Three things the new donations data tell us about the 2019 federal election

1. Palmer tried to buy the election

Clive Palmer was the big noise of the 2019 election, and now nine months later, we can finally put a figure on his influence. The United Australia Party spent $90 million during the election campaign, $84 million of which was donated by Palmer’s mining company, Mineralogy Pty Ltd. This is the single biggest donation on record, way above the previous record of $15 million – also held by Palmer – at the 2013 election. The largest non-Palmer donation ever was $4 million from a private investor and philanthropist.

2. Money matters in elections

Looking back at the past five elections, an interesting correlation is evident. The party with the biggest war chest tends to form government. It’s only a sample of five, and it’s unclear whether higher spending drives the election result or donors simply get behind the party most likely to win. But in 2019 Labor was widely expected to win, so its smaller war chest supports the proposition that money assists in delivering power.

3. Half of private funding is hidden

A substantial proportion of private funding to the major parties was not disclosed. This may be because the parties received a lot of small donations below the disclosure threshold – sausage-sizzle fundraisers, for example. But the money may also come from sizeable donors who were not required to declare their contributions because they kept them below the high disclosure threshold of $13,800.

This risk is magnified by a loophole in Australia’s donations rules that means that parties don’t have to aggregate multiple below-threshold donations from the same donor. This loophole enables very large donors to hide their identity, and until it is closed, voters cannot be confident of knowing who the biggest contributors are to election war chests.

What policy makers should do to fix Australia’s donations regime

The Commonwealth Parliament can improve the transparency of political donations by:

  • Lowering the federal donations disclosure threshold to $5,000, so that all donations big enough to matter are on the public record;
  • Requiring political parties to aggregate multiple donations from the same donor, so that big donors can’t hide; and
  • Requiring quicker release of donations data, so that voters have information on who funds elections during the campaign – not nine months later.
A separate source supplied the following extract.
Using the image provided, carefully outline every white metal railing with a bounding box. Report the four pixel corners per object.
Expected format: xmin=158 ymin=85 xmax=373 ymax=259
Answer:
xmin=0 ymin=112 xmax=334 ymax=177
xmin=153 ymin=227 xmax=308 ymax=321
These simple rule changes would bring Australia’s federal political donations regime in line with most of the states and most OECD nations. The current regime leaves voters in the dark.
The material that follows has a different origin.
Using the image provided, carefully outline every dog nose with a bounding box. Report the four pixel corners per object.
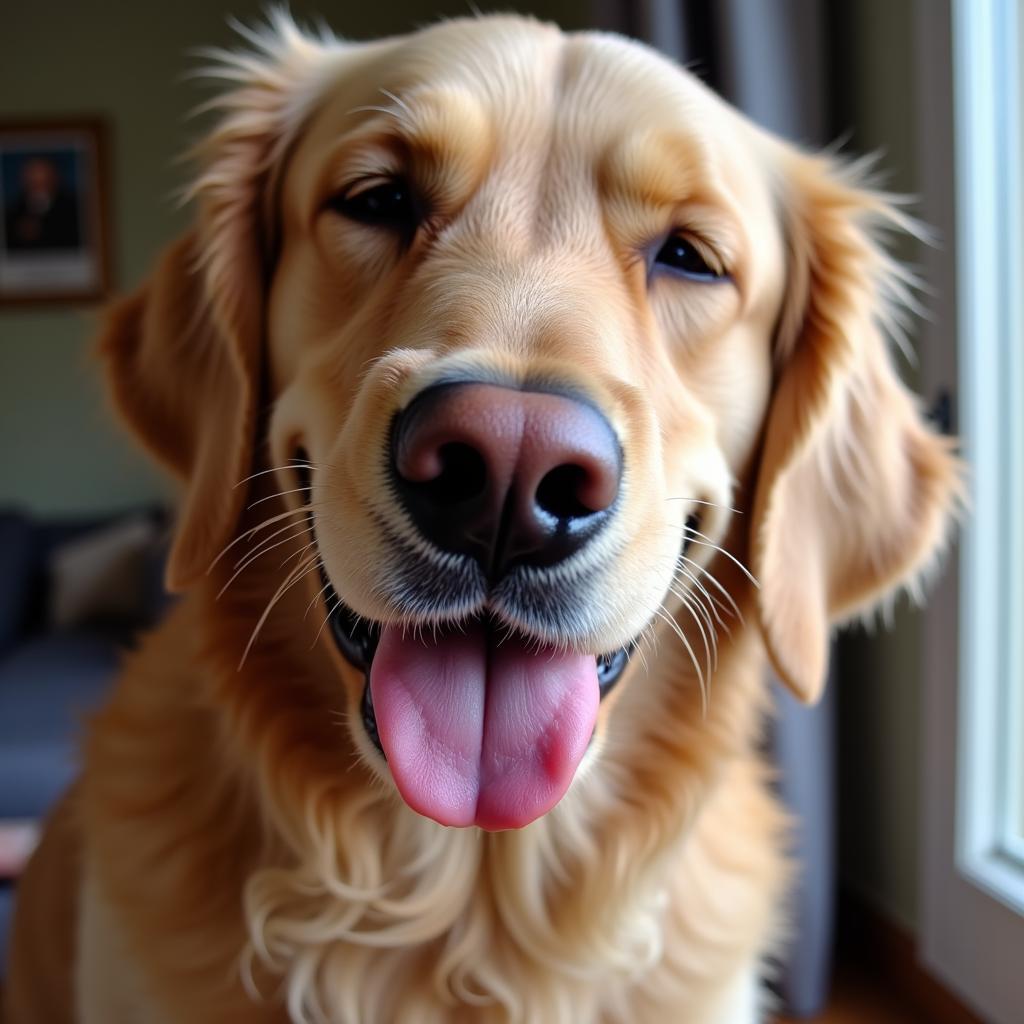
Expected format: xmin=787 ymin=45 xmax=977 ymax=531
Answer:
xmin=391 ymin=382 xmax=623 ymax=580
But ultimately, to reduce the influence of money in politics, the parliament should introduce an expenditure cap during election campaigns. Parties and candidates can currently spend as much money as they can raise, so big money means greater capacity to sell your message to voters. Capping expenditure during election campaigns would reduce the donations ‘arms race’ between parties and limit the influence of individual donors like Palmer.